The clinical centers will provide expertise for patient recruitment while the universities will provide local molecular genetic resources. Baylor, home to one of the top-rated genetics programs in the United States, will bring to the partnership access to genomics expertise and resources that will ultimately be transitioned to African researchers and institutions through an extensive training program designed to develop highly-knowledgeable geneticists in African nations.
Other principal investigators include Drs. Oathokwa Nkomazana and Sununguko Mpoloka from the University of Botswana; Dr. Moses Joloba from Makerere University; and Dr. Adeodata Kekitiinwa from the Baylor-Uganda Children’s Clinical Center of Excellence. Other key Baylor investigators include Dr. Neil Hanchard, assistant professor of molecular and human genetics, and Dr. Chester Brown, associate professor of molecular and human genetics and of pediatrics.

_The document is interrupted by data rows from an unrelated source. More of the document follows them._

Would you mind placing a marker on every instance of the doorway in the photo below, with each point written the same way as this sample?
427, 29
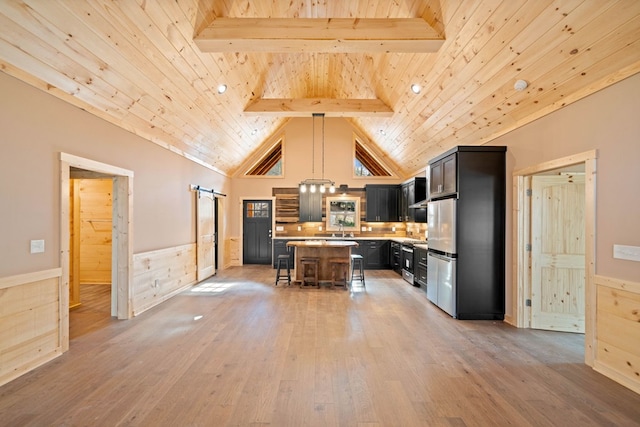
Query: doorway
122, 245
557, 250
206, 233
90, 223
256, 231
554, 207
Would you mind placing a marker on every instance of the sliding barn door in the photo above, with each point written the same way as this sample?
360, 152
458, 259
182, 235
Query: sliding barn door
206, 234
558, 253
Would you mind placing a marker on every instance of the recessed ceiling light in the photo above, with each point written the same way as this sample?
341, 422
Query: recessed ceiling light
520, 85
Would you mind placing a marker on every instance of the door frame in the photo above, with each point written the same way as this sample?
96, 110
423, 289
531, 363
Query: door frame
521, 238
273, 223
122, 242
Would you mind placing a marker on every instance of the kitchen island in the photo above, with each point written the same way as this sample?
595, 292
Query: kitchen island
323, 250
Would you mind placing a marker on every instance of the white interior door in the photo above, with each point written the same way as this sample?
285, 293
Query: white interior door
558, 253
205, 241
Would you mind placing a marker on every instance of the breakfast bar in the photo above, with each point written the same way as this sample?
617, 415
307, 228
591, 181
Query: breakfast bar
324, 251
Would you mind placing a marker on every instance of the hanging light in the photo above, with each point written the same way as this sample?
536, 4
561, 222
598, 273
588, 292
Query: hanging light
317, 185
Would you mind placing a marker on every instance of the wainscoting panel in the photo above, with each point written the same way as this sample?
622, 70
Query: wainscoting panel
159, 275
31, 325
618, 331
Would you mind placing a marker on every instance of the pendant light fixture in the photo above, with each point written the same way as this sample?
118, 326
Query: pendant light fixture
313, 184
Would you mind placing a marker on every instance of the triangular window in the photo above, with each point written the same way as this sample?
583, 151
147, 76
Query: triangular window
364, 164
270, 164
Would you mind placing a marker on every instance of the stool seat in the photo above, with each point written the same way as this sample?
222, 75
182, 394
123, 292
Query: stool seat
310, 267
339, 272
357, 261
283, 261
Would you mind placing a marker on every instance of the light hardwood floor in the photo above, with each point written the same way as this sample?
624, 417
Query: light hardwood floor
237, 351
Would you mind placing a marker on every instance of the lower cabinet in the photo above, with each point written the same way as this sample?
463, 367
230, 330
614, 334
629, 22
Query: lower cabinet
376, 254
394, 257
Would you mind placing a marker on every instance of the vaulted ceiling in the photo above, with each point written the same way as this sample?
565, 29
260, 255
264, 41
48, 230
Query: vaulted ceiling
153, 66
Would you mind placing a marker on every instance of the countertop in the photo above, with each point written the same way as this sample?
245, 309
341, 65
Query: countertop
323, 243
348, 238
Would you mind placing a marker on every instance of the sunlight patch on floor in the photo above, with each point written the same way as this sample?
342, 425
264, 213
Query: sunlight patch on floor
213, 287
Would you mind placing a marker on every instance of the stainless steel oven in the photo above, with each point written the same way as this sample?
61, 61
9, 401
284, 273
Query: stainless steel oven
407, 262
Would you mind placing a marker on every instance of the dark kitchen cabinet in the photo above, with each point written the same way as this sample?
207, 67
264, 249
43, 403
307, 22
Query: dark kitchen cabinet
443, 177
382, 203
474, 285
375, 253
280, 248
310, 207
413, 191
394, 257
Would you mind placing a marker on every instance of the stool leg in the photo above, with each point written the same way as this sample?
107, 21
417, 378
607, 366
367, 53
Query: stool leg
288, 274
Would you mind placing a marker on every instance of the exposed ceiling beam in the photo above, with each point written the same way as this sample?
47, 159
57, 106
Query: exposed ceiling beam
329, 35
304, 107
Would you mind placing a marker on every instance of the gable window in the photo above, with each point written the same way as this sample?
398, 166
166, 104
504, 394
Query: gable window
364, 164
270, 164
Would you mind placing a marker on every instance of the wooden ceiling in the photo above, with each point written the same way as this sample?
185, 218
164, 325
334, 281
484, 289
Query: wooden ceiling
139, 65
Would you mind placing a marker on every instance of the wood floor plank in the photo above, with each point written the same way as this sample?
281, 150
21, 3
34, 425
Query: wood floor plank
237, 350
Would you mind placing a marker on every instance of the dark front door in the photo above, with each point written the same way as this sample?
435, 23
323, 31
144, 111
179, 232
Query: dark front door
256, 239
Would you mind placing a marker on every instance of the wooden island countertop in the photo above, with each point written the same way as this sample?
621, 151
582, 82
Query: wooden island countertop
323, 250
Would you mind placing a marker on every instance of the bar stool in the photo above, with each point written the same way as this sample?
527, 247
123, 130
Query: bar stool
357, 259
339, 272
283, 261
310, 266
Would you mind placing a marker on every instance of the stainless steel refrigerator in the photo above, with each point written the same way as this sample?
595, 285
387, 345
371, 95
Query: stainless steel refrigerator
442, 254
465, 217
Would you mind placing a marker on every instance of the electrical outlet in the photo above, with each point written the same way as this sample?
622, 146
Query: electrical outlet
37, 246
630, 253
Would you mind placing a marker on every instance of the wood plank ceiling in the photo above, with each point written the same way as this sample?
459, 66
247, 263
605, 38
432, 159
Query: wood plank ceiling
135, 64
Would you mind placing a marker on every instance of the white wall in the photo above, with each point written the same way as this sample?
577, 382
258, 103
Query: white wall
36, 127
607, 121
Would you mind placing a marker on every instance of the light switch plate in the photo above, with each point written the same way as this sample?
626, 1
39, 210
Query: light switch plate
37, 246
630, 253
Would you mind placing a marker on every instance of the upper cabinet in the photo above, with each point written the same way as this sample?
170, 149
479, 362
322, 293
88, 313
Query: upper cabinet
310, 207
382, 203
413, 191
443, 177
464, 169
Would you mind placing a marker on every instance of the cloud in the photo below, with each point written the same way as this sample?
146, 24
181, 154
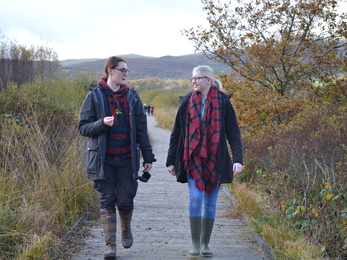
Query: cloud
98, 29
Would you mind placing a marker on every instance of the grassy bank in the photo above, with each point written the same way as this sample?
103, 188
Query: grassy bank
43, 189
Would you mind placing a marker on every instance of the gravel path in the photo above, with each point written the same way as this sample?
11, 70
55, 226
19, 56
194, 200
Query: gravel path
161, 224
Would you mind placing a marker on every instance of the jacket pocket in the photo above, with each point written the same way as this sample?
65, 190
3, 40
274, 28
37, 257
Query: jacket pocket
138, 154
93, 159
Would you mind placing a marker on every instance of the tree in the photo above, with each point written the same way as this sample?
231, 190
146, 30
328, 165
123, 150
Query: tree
283, 45
21, 64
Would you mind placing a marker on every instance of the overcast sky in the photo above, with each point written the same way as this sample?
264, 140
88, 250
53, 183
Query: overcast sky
78, 29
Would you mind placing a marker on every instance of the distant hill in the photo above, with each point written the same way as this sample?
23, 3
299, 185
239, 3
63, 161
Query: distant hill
144, 67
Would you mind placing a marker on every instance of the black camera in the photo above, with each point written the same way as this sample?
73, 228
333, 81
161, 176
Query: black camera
145, 177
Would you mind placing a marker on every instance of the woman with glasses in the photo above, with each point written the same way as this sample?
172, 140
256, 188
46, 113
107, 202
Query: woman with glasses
113, 119
198, 152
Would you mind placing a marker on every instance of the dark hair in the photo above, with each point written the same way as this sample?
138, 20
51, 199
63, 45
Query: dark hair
111, 62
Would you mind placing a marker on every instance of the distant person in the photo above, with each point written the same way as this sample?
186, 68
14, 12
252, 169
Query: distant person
149, 109
113, 119
152, 110
198, 152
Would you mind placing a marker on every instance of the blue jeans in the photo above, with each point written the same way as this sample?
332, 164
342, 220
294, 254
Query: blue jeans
197, 197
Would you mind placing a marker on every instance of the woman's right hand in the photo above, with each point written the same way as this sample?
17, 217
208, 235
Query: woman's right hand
108, 121
171, 170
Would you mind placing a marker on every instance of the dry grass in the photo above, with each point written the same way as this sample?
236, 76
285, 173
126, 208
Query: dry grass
285, 242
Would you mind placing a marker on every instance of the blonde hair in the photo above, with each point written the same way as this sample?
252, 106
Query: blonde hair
207, 71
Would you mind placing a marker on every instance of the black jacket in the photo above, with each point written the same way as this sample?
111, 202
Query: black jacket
90, 125
230, 130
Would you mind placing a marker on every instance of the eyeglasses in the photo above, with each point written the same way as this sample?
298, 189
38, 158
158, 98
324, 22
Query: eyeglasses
197, 78
123, 71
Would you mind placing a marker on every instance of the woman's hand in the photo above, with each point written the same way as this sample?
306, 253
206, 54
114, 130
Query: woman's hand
147, 167
171, 170
108, 121
237, 168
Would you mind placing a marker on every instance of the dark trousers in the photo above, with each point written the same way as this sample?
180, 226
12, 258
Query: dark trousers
119, 187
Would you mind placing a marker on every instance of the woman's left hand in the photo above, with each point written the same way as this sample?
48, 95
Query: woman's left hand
147, 167
237, 168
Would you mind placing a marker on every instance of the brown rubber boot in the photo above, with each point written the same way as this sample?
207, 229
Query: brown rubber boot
109, 225
125, 220
206, 230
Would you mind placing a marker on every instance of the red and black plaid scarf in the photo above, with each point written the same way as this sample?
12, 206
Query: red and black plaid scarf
202, 138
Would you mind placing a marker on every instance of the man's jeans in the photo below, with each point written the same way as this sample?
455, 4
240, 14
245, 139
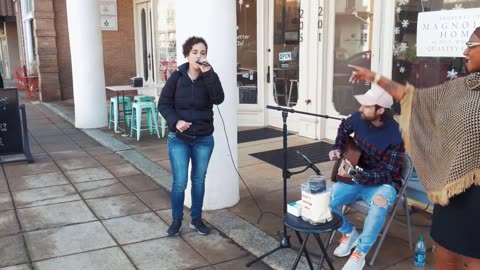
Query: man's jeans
343, 194
181, 153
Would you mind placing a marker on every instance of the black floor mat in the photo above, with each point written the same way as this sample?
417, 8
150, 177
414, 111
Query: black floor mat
258, 134
316, 152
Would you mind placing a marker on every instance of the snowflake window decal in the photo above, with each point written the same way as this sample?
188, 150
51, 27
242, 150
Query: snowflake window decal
452, 74
396, 30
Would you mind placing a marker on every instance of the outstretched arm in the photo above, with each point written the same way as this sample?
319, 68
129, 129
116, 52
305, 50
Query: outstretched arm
395, 89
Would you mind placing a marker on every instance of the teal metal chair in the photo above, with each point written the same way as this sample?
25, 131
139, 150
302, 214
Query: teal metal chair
147, 104
114, 116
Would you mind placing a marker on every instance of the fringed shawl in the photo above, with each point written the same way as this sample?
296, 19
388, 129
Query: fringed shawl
441, 130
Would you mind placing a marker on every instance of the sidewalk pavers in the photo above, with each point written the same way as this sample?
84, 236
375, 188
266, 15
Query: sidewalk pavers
83, 206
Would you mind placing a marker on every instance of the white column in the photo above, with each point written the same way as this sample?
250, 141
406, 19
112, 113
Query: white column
86, 51
215, 21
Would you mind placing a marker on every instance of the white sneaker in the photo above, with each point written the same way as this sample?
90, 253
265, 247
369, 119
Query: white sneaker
347, 243
356, 261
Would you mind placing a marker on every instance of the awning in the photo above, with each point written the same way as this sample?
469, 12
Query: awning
6, 8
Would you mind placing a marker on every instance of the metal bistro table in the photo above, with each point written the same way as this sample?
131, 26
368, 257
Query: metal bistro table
120, 89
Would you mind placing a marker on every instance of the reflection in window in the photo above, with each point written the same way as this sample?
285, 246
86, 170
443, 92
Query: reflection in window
407, 67
353, 32
247, 51
288, 19
165, 37
143, 21
27, 6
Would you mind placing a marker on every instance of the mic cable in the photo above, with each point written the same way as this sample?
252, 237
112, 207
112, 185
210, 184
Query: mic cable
241, 178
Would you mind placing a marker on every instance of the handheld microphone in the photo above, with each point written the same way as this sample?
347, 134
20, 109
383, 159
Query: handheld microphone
310, 163
203, 63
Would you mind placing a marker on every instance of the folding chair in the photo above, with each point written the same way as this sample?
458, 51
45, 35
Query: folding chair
363, 207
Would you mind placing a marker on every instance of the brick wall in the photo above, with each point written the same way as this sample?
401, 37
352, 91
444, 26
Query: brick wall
118, 47
63, 48
46, 50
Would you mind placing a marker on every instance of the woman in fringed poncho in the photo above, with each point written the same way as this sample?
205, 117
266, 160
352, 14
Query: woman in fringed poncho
441, 129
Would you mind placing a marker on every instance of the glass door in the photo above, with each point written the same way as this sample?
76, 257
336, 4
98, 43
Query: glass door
144, 38
247, 68
286, 21
286, 45
353, 31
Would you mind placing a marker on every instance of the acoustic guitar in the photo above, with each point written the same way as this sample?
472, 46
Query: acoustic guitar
351, 152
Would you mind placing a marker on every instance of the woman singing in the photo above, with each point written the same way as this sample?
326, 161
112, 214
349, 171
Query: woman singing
441, 128
186, 102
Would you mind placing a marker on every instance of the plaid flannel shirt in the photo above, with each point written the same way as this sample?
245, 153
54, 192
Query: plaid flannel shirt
379, 166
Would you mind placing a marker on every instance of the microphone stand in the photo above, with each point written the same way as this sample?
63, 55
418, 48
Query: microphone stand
285, 241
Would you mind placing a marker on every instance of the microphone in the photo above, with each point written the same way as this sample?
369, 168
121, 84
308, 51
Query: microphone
310, 163
203, 63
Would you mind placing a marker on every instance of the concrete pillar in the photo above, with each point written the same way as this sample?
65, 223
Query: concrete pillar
87, 63
215, 21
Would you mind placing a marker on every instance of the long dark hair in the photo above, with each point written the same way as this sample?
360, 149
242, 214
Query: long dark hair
188, 44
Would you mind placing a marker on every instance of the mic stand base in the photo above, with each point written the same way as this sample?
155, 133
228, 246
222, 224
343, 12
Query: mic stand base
284, 243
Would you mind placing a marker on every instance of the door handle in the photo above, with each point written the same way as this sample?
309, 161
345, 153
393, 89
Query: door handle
268, 74
149, 61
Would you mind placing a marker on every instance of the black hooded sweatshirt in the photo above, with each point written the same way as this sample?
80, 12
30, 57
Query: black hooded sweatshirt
191, 100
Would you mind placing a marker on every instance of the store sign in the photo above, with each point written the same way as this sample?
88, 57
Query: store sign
444, 33
108, 15
285, 56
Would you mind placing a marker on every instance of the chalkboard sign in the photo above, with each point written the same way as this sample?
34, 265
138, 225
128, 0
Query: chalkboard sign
13, 127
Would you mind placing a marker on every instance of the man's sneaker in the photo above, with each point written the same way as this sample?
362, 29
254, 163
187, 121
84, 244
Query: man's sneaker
174, 229
356, 261
198, 225
347, 243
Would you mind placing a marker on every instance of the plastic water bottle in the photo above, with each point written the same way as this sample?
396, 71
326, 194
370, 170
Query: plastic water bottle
420, 251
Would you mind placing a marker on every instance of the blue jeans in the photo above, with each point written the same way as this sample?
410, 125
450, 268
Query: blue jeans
343, 194
181, 153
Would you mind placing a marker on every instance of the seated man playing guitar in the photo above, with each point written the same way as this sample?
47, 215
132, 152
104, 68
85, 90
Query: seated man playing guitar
373, 174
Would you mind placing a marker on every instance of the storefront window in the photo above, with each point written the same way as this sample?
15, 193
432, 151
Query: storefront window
247, 51
27, 6
423, 71
353, 43
287, 23
165, 39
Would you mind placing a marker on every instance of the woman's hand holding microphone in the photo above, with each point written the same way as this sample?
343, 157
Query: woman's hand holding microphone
182, 125
203, 65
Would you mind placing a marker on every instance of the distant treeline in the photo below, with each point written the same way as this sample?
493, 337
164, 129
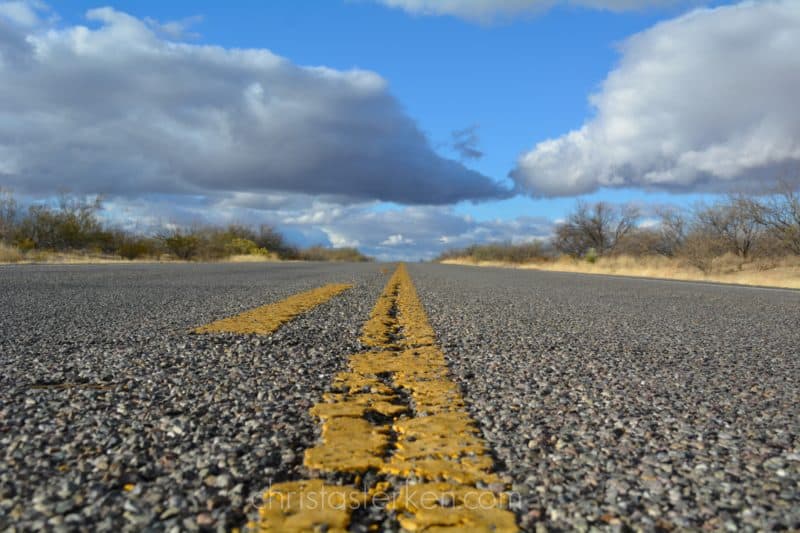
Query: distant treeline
73, 225
745, 227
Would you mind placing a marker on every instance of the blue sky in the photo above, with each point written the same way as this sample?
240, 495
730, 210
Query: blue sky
518, 79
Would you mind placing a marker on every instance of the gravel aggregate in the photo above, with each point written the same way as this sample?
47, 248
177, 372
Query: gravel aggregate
114, 417
610, 403
616, 403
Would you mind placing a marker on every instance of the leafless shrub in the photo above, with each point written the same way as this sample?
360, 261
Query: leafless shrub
600, 226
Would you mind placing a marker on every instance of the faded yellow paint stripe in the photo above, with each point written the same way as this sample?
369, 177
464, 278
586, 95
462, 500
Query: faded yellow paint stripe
396, 413
267, 318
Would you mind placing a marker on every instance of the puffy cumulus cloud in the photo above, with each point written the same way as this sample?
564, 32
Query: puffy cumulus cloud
707, 101
484, 10
117, 108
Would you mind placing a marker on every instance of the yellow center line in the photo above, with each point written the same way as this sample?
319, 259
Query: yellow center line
267, 318
395, 414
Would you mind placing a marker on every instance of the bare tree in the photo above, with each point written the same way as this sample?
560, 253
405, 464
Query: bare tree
8, 214
780, 214
731, 223
600, 226
672, 229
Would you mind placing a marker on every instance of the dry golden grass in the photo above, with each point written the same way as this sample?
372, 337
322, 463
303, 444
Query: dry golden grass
726, 269
9, 254
253, 258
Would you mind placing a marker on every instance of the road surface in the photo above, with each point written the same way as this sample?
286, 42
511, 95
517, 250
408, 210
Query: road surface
585, 401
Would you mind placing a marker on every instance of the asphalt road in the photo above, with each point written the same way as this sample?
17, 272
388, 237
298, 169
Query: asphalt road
607, 402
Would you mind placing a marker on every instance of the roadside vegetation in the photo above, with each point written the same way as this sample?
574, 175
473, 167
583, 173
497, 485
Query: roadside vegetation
741, 239
72, 231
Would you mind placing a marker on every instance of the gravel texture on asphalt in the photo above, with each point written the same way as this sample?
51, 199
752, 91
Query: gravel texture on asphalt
609, 403
618, 403
114, 417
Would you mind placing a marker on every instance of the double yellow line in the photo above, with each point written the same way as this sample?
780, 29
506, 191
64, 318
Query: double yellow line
395, 434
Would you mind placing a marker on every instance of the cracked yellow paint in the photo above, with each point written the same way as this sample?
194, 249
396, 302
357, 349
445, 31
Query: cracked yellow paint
397, 412
349, 444
267, 318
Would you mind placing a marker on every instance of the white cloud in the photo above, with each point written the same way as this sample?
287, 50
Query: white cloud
117, 109
707, 101
396, 240
484, 10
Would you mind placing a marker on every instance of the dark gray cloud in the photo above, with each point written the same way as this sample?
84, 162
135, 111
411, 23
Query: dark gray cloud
114, 108
704, 102
466, 143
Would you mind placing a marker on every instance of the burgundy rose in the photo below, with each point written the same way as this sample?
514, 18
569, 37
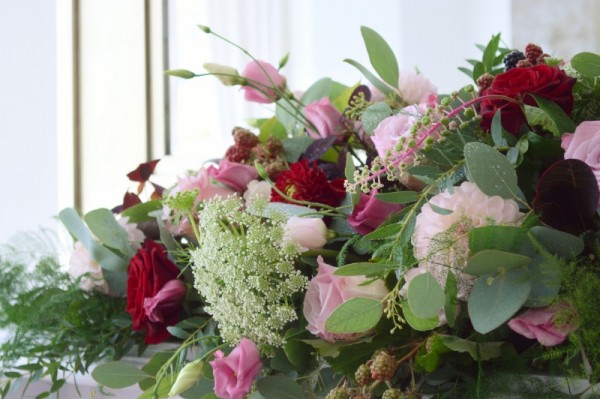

The grant will also help establish core genomics facilities in Botswana and Uganda, with trainees from those institutions having the chance to work in several highly-regarded core laboratories at BCM including the Human Genome Sequencing Center, the Laboratory for Translational Genomics in the Children’s Nutrition Research Center, and the Center for Statistical Genetics.
“The excitement of this grant is not only the potential for improved care in childhood HIV, but the improvements in knowledge and infrastructure that will serve the people of Africa for many years to come,” said Kekitiinwa.